It was hot, humid and unnaturally bright in North Minneapolis after the tornado. Downed trees blocked roads, so I hiked into the area that saw the most damage.
The first person I saw was Mayor R.T. Rybak, soaked from head to foot and in high-energy mode.
"It's incredibly widespread damage but so far relatively few injuries. It's still early, but we're encouraging people to check in on their neighbors. Don't light any cigarettes because there's gas leaks, and don't sign any papers with anybody [who has] some brilliant insurance idea," he said. "Mostly we're seeing North Minneapolis looking out for neighbors, and that's a tough but cool thing to see."
People crawled out of their homes and called out the names of their loved ones, who called back. Many circled their houses, assessing damage. Some just stood and stared at the huge trees that had ruled over the neighborhood like protective giants. Now they rested on smashed cars, laid in the streets and leaned on houses.
I stopped a man named Tim Martin who already seemed to sag with sadness and resignation. "My house got totally destroyed," he said. "My neighborhood's gone."
People who had friends and family in North Minneapolis began to drive in to check on them. Soon the roads were jammed -- because the cars just couldn't get anywhere. By that time everyone was in their yards or the streets, talking on cellphones, talking to each other -- and there was an atmosphere that reminded me of a block party.
Into this came the emergency responders. They drove their big vehicles up around the traffic jam, through yards, leaving deep, wide and muddy scars. The vehicles moved fast, and people in their path scattered, screamed, shouted and swore.
I was among the people running. When I stopped, I was at the bottom of a hill, at an intersection roped off by yellow police tape. People were huddled in groups, watching police take away the body of a man who had died when a branch went through his windshield. I talked to many people who couldn't do anything more than shake their heads and say how sad and shocked they were.
Still, people were having a hard time realizing they might not be able to stay in their homes. Some simply couldn't believe the extent of the damage. Others were afraid if they left someone would steal something from their property - and that did happen in the days after the tornado.
I talked to a mother named Tamara Keeler, who had lost the roof of her house, several windows and the garage. But she and her daughter were set on staying there that night.
"We put our mattresses in our living room," she said. "And we got all of our candles out in case we need to light them."
When I was heading out of the neighborhood, I came across a road that had two huge sets of power lines lying across it.

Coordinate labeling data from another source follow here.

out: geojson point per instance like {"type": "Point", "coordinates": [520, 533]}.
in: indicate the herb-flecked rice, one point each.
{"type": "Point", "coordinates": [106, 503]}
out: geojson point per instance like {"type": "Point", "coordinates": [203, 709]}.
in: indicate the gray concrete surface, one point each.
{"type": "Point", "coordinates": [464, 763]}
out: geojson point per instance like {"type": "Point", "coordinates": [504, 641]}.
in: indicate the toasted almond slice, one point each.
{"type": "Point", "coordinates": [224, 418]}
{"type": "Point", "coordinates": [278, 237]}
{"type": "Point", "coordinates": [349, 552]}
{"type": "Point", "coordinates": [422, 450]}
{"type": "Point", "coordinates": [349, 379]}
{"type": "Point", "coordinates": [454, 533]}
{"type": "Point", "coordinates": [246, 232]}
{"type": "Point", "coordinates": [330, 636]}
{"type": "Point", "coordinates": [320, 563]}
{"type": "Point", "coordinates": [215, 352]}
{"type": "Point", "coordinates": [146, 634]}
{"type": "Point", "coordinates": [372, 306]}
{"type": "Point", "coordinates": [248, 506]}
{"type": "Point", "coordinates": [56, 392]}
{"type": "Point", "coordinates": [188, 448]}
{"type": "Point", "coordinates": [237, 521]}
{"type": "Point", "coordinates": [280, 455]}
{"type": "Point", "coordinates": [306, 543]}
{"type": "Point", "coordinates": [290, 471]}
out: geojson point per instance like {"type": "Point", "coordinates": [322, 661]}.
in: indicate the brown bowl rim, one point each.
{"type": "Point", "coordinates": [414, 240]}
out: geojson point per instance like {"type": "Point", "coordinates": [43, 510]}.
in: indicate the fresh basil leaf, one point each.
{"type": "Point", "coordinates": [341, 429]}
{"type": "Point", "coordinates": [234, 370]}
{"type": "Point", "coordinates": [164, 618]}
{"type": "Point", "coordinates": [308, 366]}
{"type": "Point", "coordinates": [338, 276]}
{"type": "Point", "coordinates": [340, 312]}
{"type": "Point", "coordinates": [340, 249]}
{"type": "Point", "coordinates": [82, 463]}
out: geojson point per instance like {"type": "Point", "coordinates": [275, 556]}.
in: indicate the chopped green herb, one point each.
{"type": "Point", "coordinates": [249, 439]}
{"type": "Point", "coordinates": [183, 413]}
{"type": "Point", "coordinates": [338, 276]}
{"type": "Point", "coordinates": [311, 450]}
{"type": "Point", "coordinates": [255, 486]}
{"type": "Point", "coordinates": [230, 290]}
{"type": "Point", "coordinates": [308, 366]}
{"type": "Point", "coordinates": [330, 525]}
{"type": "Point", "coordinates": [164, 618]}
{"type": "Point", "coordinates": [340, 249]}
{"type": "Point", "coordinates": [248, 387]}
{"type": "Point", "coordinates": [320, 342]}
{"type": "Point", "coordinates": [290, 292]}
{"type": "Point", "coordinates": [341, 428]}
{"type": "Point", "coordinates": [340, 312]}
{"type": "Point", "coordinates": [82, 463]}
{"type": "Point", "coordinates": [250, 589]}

I'd have to walk two blocks extra to get around. As an example of how dangerous the area was after the tornado: I stood there for a few minutes, wondering if I could climb across the power lines. I might have done it. Luckily, a woman walking by just said, "No. Do not do that." And I came to my senses.
As I was walking those two extra blocks I kept looking at all the kids running around and hoping they were smarter than me. Not surprisingly, they were; no power line-related injuries were reported.
I got word that buses were waiting nearby to take people to shelter. It took me an hour to drive roughly a mile to the site. I found dozens of empty city buses idling in a parking lot. Just one of the buses held two families.
Samantha Hannon sat with her kids, just waiting. She said she'd cry if she talked about what happened, so her young son Lamont took over. He was still excited with all the day's events. He said they'd been walking when the storm hit, and someone pulled over to give them a ride.
"And when we got in her car it started pouring down really, really hard. And then it got a little ... scary," he said. "And my mom she was crying."
I asked Hannon if her house had been damaged. "I already didn't have no house," she said. "I was staying with someone else."
Hannon said her family had been asked to leave that home. Before the tornado, she said she didn't know where she and her children would've stayed that night. Now she had nothing to do but wait to be taken to shelter with the rest of the tornado refugees.